Six of the world’s fastest growing economies are currently in Africa, including Angola, Nigeria, Ethiopia, Chad, Mozambique and Rwanda, while several others are expanding at growth rates of over 6% a year. However, much of this grow is still premised on the extraction and export of natural resources and is not being broadly spread, leaving more than 80% of the continent’s labour force employed in low-productivity farming, or informal urban business activities.
Compiled over a three-year period by Ghana’s African Centre for Economic Transformation (ACET) in partnership with South Africa’s Mapungubwe Institute for Strategic Reflection (Mistra), the study urges African governments to position economic transformation ahead of growth at the centre of their economic and development policies.
Speaking at a launch in Johannesburg, lead author and ACET chief economist Dr Yaw Ansu said growth was “good” and had arisen as a result of macroeconomic reforms, better business environments and higher commodity prices.
“But economic transformation requires much more,” Ansu stressed, arguing that countries needed to diversify their production and exports, become more competitive and productive, while upgrading the technologies they employed in production processes.
ACET president Dr KY Amoako said the transformation narrative had already been accepted by the African Union in its Vision 2063, as well as by the African Development Bank and the United Nations Economic Commission for Africa. He added that the African Transformation
Index provided policymakers with a quantitative measure for assessing their transformation performance and for guiding future strategies.
Mistra executive director Joel Netshitenzhe argued that to turn growth into an “actual lived experience” for Africa’s citizens there was the urgent need to form national social compacts between government, business and civil society to support transformation.
Finance Minister Pravin Gordhan emphasised the same point in his recent Budget address, when he highlighted the work being done to secure a social compact to reduce poverty and inequality and raise employment and investment. Gordhan stressed this could not be a “pact amongst elites, a coalition amongst stakeholders with vested interests. Nor can it be built on populist slogans or unrealistic promises”.

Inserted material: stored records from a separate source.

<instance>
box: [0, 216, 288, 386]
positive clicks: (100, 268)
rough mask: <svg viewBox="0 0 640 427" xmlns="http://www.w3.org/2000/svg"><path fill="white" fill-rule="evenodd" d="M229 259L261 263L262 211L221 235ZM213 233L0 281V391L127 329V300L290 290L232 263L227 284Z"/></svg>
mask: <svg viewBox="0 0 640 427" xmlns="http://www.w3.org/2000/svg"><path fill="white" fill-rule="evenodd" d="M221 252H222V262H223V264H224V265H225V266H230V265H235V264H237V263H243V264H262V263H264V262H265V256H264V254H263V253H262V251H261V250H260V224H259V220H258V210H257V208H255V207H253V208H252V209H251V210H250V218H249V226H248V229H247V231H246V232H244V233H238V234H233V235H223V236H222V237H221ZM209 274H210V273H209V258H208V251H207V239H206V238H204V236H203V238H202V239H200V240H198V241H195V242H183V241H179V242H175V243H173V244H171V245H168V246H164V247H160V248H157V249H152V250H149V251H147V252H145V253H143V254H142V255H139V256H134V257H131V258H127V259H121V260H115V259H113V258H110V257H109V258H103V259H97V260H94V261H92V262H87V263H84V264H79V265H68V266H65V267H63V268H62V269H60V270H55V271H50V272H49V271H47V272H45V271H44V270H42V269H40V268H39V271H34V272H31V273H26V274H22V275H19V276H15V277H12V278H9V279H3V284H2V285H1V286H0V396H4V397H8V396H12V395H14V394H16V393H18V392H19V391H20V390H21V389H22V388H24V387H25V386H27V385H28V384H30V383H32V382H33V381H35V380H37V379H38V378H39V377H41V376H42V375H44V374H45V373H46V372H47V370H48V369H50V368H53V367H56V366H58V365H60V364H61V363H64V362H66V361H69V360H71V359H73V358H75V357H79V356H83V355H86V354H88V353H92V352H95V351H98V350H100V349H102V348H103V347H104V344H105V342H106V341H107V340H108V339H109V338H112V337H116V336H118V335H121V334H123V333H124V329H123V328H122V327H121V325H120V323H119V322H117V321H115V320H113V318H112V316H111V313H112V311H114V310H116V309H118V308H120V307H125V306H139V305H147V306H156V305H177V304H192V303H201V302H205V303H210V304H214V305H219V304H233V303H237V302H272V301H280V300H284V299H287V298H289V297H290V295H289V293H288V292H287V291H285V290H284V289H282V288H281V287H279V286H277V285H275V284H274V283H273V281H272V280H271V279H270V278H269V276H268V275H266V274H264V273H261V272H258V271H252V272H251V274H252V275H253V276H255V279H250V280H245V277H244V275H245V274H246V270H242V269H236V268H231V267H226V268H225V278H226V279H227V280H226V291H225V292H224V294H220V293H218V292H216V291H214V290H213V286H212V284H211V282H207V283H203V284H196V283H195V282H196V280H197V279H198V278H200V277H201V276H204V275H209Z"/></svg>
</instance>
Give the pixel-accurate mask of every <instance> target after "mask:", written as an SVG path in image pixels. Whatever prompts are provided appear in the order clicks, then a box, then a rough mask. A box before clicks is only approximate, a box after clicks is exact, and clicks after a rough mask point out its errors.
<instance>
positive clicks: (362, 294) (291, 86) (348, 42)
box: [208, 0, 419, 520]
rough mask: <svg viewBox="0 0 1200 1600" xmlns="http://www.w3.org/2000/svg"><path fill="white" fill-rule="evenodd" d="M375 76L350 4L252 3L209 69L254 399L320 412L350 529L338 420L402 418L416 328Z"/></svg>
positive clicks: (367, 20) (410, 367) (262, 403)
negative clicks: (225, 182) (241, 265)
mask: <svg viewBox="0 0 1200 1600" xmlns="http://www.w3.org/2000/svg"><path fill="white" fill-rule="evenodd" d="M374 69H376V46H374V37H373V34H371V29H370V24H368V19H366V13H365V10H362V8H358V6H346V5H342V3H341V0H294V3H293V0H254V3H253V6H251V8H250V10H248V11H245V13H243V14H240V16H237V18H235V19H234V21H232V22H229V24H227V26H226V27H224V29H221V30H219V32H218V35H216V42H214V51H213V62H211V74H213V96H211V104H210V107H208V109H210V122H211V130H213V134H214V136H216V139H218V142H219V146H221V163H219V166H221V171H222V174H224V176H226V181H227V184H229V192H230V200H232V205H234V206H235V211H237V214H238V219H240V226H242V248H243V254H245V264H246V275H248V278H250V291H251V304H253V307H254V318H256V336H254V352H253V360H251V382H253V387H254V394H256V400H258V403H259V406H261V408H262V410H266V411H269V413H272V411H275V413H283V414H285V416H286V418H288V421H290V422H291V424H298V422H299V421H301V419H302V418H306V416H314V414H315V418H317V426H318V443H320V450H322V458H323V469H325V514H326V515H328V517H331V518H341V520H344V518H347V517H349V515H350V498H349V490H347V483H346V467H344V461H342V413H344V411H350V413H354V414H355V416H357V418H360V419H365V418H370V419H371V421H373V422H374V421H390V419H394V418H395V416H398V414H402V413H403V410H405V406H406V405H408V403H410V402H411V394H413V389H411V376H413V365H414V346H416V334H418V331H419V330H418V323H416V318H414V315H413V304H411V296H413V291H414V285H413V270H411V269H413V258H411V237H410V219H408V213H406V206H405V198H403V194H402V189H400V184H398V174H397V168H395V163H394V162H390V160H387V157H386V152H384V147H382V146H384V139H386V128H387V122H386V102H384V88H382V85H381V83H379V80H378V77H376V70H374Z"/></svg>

“Our history tells us that progress has to be built on a vision and strategy shared by leaders and the people – a vision founded on realism and evidence,” the Minister stressed.
Netshitenzhe also highlighted the report’s emphasis on coupling growth with social development. “In fact, rather than merely being a consequence of economic growth, a reduction in poverty and general human development can be part of the drivers of economic growth.”
The report highlights key transformation drivers as being:
• Fostering partnerships between governments and the private sector to facilitate entrepreneurship, investment and technology upgrading.
• Promoting exports, particularly outside of the natural resources sector.
• Building technical knowledge and skills.
• And, pushing ahead with regional integration.
Four transformation pathways are also highlighted, including labour-intensive manufacturing; kick-starting agroprocessing value chains, improving the management of oil, gas and minerals; and boosting tourism.
“It’s good that we are growing – we are no longer the hopeless continent. We can transform this hope into reality, but to do that governments must put transformation at the top of their agendas,” Ansu asserted.
He also called on African citizens to begin to demand transformation. “Ask your government, how come we are not diversifying? How come our productivity remains stuck? How come our technological levels and our exports are not growing?”